The problem is that in some invoices text is shortened (e.g. Τιμολόγιο Συνδ.
or Τιμολόγιο Παρ.Υπη.
) and may have some OCR errors (e.g. φβχ; Τιμολόγιο Συν
6. or Τιμολόγιο Παρ.
Ynn. ...δ) .
I tried to use Levenshtein distance to deal with OCR errros but because of shortened text it messes all up (e.g. because even when extracted right Τιμολόγιο Παρ.Υπη.
is closer to ΤΙΜΟΛΟΓΙΟ
than to Τιμολόγιο Παροχής Υπηρεσιών
in terms of characters and results in wrong mapping)
edit1: made errors bold
What should I do to improve mapping quality ?

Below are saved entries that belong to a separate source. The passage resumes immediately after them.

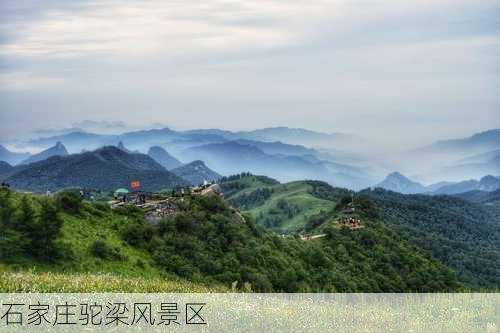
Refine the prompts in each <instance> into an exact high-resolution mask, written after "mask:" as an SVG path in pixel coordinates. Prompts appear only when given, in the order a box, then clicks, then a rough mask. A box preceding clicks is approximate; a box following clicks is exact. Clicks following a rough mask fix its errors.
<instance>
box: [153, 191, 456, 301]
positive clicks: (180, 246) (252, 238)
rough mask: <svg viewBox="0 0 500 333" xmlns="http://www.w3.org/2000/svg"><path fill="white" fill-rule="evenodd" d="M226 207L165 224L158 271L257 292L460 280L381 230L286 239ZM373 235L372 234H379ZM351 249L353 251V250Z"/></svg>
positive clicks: (329, 228) (446, 270)
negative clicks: (326, 236)
mask: <svg viewBox="0 0 500 333" xmlns="http://www.w3.org/2000/svg"><path fill="white" fill-rule="evenodd" d="M210 200H215V201H219V202H220V204H219V205H218V206H217V209H216V210H213V209H212V207H213V206H214V205H213V204H211V205H206V203H205V202H204V201H205V199H204V198H198V197H195V198H192V199H190V200H188V202H187V204H186V206H185V207H184V210H183V211H182V212H181V213H179V214H177V215H176V216H174V217H170V218H167V219H165V220H163V221H162V222H160V225H159V227H158V229H157V232H158V233H157V235H155V236H154V237H158V240H157V246H156V247H155V248H153V249H152V254H153V258H154V260H155V263H156V264H157V265H158V266H160V267H162V268H163V269H165V270H166V271H168V272H173V273H175V274H177V275H179V276H181V277H184V278H188V279H191V280H195V281H217V282H220V283H223V284H225V285H230V284H231V283H233V282H234V281H238V286H240V287H241V288H243V286H245V283H246V285H247V286H251V289H252V290H253V291H282V292H297V291H346V292H347V291H351V292H352V291H365V292H370V291H372V292H380V291H438V290H439V291H446V290H456V289H457V288H459V287H460V284H459V283H458V282H457V281H456V279H455V277H454V275H453V272H452V271H450V270H449V269H447V268H445V267H443V266H442V265H440V264H439V263H438V262H436V261H433V260H431V259H429V258H427V257H426V256H425V255H423V254H422V253H420V252H419V251H418V250H416V249H415V248H413V247H411V246H409V245H408V244H406V243H405V242H404V240H402V239H400V238H398V237H396V235H394V234H392V233H390V232H389V231H388V230H387V229H385V228H383V227H381V226H380V224H376V223H374V224H373V225H371V227H370V228H369V229H368V228H366V230H363V231H362V232H349V231H347V232H346V231H343V230H338V229H337V228H335V227H331V228H329V231H328V240H327V241H321V240H318V241H310V242H306V241H303V240H301V239H298V238H294V237H285V238H283V237H280V236H277V235H276V234H274V233H271V232H268V231H264V230H263V229H261V228H259V227H256V226H255V224H254V223H253V222H252V220H240V221H239V220H238V219H236V218H235V212H234V211H233V210H231V209H230V208H229V207H228V206H226V205H225V204H224V203H223V201H222V200H220V199H218V198H216V197H212V198H211V199H210ZM372 228H373V229H372ZM347 249H348V250H347Z"/></svg>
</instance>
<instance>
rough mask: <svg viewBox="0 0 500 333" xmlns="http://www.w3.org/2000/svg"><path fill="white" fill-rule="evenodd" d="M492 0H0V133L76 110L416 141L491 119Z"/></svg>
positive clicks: (206, 122)
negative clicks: (302, 129)
mask: <svg viewBox="0 0 500 333" xmlns="http://www.w3.org/2000/svg"><path fill="white" fill-rule="evenodd" d="M499 88H500V0H495V1H493V0H484V1H481V0H478V1H472V0H413V1H408V0H398V1H395V0H394V1H388V0H380V1H378V0H375V1H371V0H362V1H357V0H354V1H353V0H329V1H323V0H287V1H283V0H260V1H253V0H248V1H237V0H235V1H219V0H205V1H186V0H175V1H167V0H161V1H160V0H158V1H156V0H151V1H143V0H140V1H139V0H121V1H115V0H99V1H83V0H72V1H66V0H46V1H43V2H42V1H37V0H2V1H0V142H1V141H6V140H12V139H14V138H15V137H16V136H17V135H18V134H19V129H20V128H22V129H23V130H32V129H44V128H57V127H68V126H71V124H74V123H81V122H82V121H84V120H95V121H108V122H124V123H127V124H130V125H131V126H134V127H140V126H147V125H148V124H152V123H161V124H165V125H166V126H169V127H172V128H177V129H188V128H213V127H216V128H224V129H232V130H235V129H254V128H261V127H268V126H291V127H304V128H308V129H313V130H319V131H324V132H346V133H354V134H358V135H361V136H365V137H371V138H373V139H374V140H378V141H380V142H385V143H387V144H389V143H393V144H396V145H401V144H407V145H413V146H416V145H420V144H425V143H427V142H430V141H433V140H435V139H442V138H449V137H460V136H464V135H470V134H472V133H475V132H478V131H482V130H486V129H490V128H500V116H499V114H500V93H499V92H500V89H499Z"/></svg>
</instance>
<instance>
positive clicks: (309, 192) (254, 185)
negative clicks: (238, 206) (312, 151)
mask: <svg viewBox="0 0 500 333" xmlns="http://www.w3.org/2000/svg"><path fill="white" fill-rule="evenodd" d="M239 182H240V183H242V184H244V185H245V186H247V187H245V188H244V189H242V190H240V191H235V192H233V193H232V192H229V195H226V198H227V199H228V200H229V201H230V202H236V201H237V200H238V198H240V197H241V196H244V195H248V194H250V193H251V192H253V191H255V190H257V189H259V188H269V189H271V190H272V191H273V193H272V195H271V197H270V198H269V199H268V200H266V201H265V202H263V203H262V204H260V205H257V206H255V207H252V208H250V209H248V210H246V211H245V212H246V213H249V214H250V215H252V216H253V217H254V218H255V219H256V221H257V222H258V223H261V224H262V223H263V217H265V216H276V217H277V218H279V219H282V221H283V222H282V223H281V225H280V227H279V228H277V230H279V231H288V232H293V231H297V230H300V229H301V228H302V227H303V226H304V225H305V224H306V222H307V221H308V220H309V218H310V217H311V216H313V215H316V214H318V213H319V212H320V211H322V210H324V211H325V210H331V209H332V208H333V207H334V206H335V202H333V201H330V200H324V199H320V198H317V197H315V196H314V195H312V194H311V190H312V186H311V185H310V184H308V183H306V182H305V181H296V182H291V183H286V184H274V185H270V184H268V183H265V182H262V181H259V179H258V178H257V177H255V176H250V177H245V178H243V179H241V180H239ZM280 200H286V201H287V202H288V203H290V204H292V205H294V206H296V207H297V208H298V213H297V214H294V215H293V217H289V216H287V215H286V214H284V213H283V212H281V211H280V209H278V208H277V207H278V202H279V201H280Z"/></svg>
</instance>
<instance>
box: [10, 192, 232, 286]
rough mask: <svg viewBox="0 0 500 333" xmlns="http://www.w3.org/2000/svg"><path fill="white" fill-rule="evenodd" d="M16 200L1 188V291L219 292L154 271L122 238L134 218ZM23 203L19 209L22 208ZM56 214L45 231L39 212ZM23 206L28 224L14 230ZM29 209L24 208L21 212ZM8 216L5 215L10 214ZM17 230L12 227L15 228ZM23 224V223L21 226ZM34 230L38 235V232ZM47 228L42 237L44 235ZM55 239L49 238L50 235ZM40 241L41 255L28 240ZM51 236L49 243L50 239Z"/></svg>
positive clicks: (167, 273)
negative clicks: (127, 225)
mask: <svg viewBox="0 0 500 333" xmlns="http://www.w3.org/2000/svg"><path fill="white" fill-rule="evenodd" d="M66 201H68V200H63V198H59V199H48V198H44V197H37V196H30V195H26V196H21V195H19V194H16V193H14V192H11V191H7V190H5V189H0V227H1V236H2V237H0V275H1V279H0V280H1V282H0V291H40V292H51V291H52V292H54V291H59V290H64V291H66V292H98V291H99V292H105V291H110V292H111V291H129V292H160V291H162V292H183V291H184V292H189V291H192V292H196V291H210V290H219V291H220V290H224V289H225V288H223V287H221V286H218V285H215V284H214V285H213V286H211V287H207V286H205V285H203V284H196V283H192V282H189V281H186V280H182V279H179V278H178V277H176V276H174V275H173V274H168V273H165V272H162V271H161V270H159V269H158V268H156V267H155V265H154V263H153V260H152V258H151V255H150V254H149V252H148V251H146V250H144V249H139V248H137V247H134V246H131V245H129V244H128V243H127V242H125V241H124V240H123V236H122V233H123V231H124V230H125V229H124V228H126V226H127V225H130V224H131V223H133V222H134V221H135V220H136V219H137V218H139V219H140V218H141V217H137V216H135V215H133V214H130V213H129V212H128V211H126V210H121V211H120V210H118V211H111V209H110V208H109V207H108V206H107V205H106V204H101V203H98V204H90V203H87V202H79V201H70V200H69V203H67V202H66ZM26 203H27V204H28V205H27V206H23V204H26ZM45 206H49V208H48V210H50V209H53V210H54V211H55V210H57V220H58V222H55V221H54V220H52V221H51V223H50V224H52V225H58V226H59V227H56V228H48V227H47V224H45V223H43V222H45V221H41V219H42V217H41V214H42V212H41V210H42V207H45ZM26 207H32V209H33V212H32V214H33V217H32V219H31V221H32V223H31V224H32V225H31V226H27V227H22V226H19V224H21V220H23V219H24V220H30V218H29V217H25V216H23V215H26V211H25V210H24V209H25V208H26ZM26 209H29V208H26ZM9 211H10V212H9ZM16 224H17V225H18V226H17V227H16V226H15V225H16ZM26 224H28V223H26ZM37 229H38V230H37ZM43 229H47V233H43ZM56 229H57V232H55V233H54V235H50V234H48V233H49V232H52V231H55V230H56ZM31 237H33V238H35V237H38V238H41V239H44V238H45V239H44V241H43V244H41V245H43V246H44V247H45V248H46V249H48V251H47V252H46V253H45V254H40V251H37V253H35V252H34V251H32V248H33V247H34V248H35V249H36V248H38V244H34V243H33V241H31V240H30V239H29V238H31ZM51 237H53V238H51Z"/></svg>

Solved using a simple model for sentence classification:
model = Sequential() #21 100 50
model.add(layers.Embedding(vocab_size, embedding_dim, input_length=maxlen))
model.add(layers.Conv1D(128, 5, activation='relu'))
model.add(layers.GlobalMaxPooling1D())
model.add(layers.Dense(16, activation='relu'))
model.add(layers.Dense(8, activation='softmax'))
model.compile(optimizer='adam',
loss='categorical_crossentropy',
metrics=['accuracy'])
Embeddings were made of character level tokenized strings. Seems like NN learned some patterns of letters and even with more mistakes the types are classified correctly.